Is Cadillac's new small car on track to hit the big time?
Atlanta, Ga. — Let's cut to the chase. No preambles about land yachts, no reminders of the unspeakable C******n. Anyone who has ever driven a CTS-V knows with certainty that Cadillac today already has the ability to engineer a world-class performance sedan.

What Cadillac needs now is to offer those skills to a wider, and younger, audience. The largest piece of the luxury market, and the entry point for new customers, is the compact sport sedan. "We had to be there," says marketing V-P Don Butler.

For decades, the segment has been defined by the BMW 3 Series, and the 3er was Cadillac's target from the moment the ATS was first conceived. Nothing less than a clean-sheet design would do. And the all-new architecture created for ATS was jealously guarded against being compromised for sharing with lesser GM brands.

The development mandate — or should that be mantra? — was "quick, nimble, fun-to-drive." Need we even mention that the ATS is primarily rear-wheel drive?

Every gram had to earn its way in

2013 Cadillac ATS(Photo: Jeremy Sinek)

Obsessive about minimizing weight, "we celebrated whenever an engineer came in with a 50-gram savings," said ATS program engineering manager Larry Craig. It wasn't only about less weight, but also weight in the right places. Aluminum is used freely in the front end, yet the rear suspension is steel and the axle housing cast iron. Why? In part, to help ATS replicate the 50:50 weight distribution that underpins BMW's Ultimate Driving Machine ethos.

Craig is also proud his team avoided the size creep that commonly plagues car development. An odd thing about that, though, is that the ATS is almost identical in size to the current 3 Series, even though its dimensions were set during the era of the smaller previous-generation 3 Series. Still, the ATS is right-sized for its segment — handily larger than a Lexus IS, marginally longer than a Mercedes C-Class, not quite as big as the Audi A4.

That's on the outside. Inside, though, the ATS falls short. Our butts-in-seats assessment reveals sub-par room in the rear for adult knees and feet. Even GM's own data says the trunk is among the smallest of any compact car at less than 300 L.

The right hardware in the right place

2013 Cadillac ATS(Photo: Jeremy Sinek)

Some of the ATS's rear underbelly is occupied by the battery, which resides there in the name of weight distribution. And maybe ATS's performance-focused version of a five-link rear suspension (Cadillac's first, though old hat for the Europeans) needs more space than alternative layouts.

The front suspension emulates 3 Series — dual-pivot MacPherson struts, and a direct-acting stabilizer bar — while Cadillac shares with BMW the same supplier (ZF) for its electric power steering.

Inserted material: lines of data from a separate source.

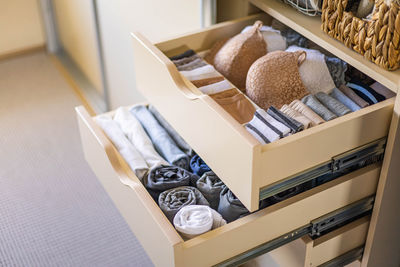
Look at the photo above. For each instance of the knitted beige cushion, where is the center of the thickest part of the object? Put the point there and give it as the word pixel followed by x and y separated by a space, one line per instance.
pixel 274 79
pixel 235 57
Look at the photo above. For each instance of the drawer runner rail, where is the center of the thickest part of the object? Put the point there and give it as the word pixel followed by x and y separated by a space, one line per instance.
pixel 356 157
pixel 314 228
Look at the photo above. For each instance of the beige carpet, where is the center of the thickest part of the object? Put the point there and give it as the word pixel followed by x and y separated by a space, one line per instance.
pixel 53 211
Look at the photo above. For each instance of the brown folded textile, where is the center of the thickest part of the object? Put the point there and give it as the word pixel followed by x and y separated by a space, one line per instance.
pixel 207 81
pixel 236 104
pixel 353 96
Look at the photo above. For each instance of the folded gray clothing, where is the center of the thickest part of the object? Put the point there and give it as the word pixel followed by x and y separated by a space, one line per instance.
pixel 291 123
pixel 197 63
pixel 210 186
pixel 164 177
pixel 332 104
pixel 185 147
pixel 162 142
pixel 318 107
pixel 229 206
pixel 172 200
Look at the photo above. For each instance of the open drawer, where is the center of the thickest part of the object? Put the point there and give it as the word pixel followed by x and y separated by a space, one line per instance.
pixel 165 246
pixel 306 252
pixel 248 168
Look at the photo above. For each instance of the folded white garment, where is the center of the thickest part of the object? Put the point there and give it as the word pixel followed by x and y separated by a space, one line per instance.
pixel 216 87
pixel 204 72
pixel 132 128
pixel 194 220
pixel 275 41
pixel 130 154
pixel 314 72
pixel 265 128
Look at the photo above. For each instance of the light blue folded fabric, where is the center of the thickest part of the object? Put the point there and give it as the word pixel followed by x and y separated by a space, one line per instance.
pixel 162 142
pixel 339 96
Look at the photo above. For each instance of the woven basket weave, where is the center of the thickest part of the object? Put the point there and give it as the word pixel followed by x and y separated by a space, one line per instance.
pixel 377 39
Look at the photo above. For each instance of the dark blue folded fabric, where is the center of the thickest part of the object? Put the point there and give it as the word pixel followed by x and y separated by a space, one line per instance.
pixel 198 166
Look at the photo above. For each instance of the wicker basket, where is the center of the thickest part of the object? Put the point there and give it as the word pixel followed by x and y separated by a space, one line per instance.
pixel 377 39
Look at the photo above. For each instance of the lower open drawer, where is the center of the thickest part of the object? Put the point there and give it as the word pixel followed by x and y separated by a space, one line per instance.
pixel 160 239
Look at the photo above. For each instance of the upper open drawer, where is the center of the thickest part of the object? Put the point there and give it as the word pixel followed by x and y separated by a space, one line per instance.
pixel 248 168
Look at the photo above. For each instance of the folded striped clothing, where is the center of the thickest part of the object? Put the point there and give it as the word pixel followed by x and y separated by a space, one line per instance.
pixel 265 128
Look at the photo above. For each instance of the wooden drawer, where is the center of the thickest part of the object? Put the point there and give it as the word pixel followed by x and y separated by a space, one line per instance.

Except, the ATS's steering is better. In fact, it's terrific — pin-sharp and weighted just right, without the mushy resistance that masquerades as "feel" in many rivals. That said, the ATS's edge may prove short-lived. According to Craig, Cadillac identified issues with the EPS and suggested improvements to ZF that have also trickled back to BMW's version. Oh well.

Most versions of the ATS will be stopped by Brembo-supplied brakes with special rust-resistant rotors. Also available is Magnetic Ride Control, a GM-pioneered form of continuously-variable damping that one engineer called "Cadillac's gift to the world."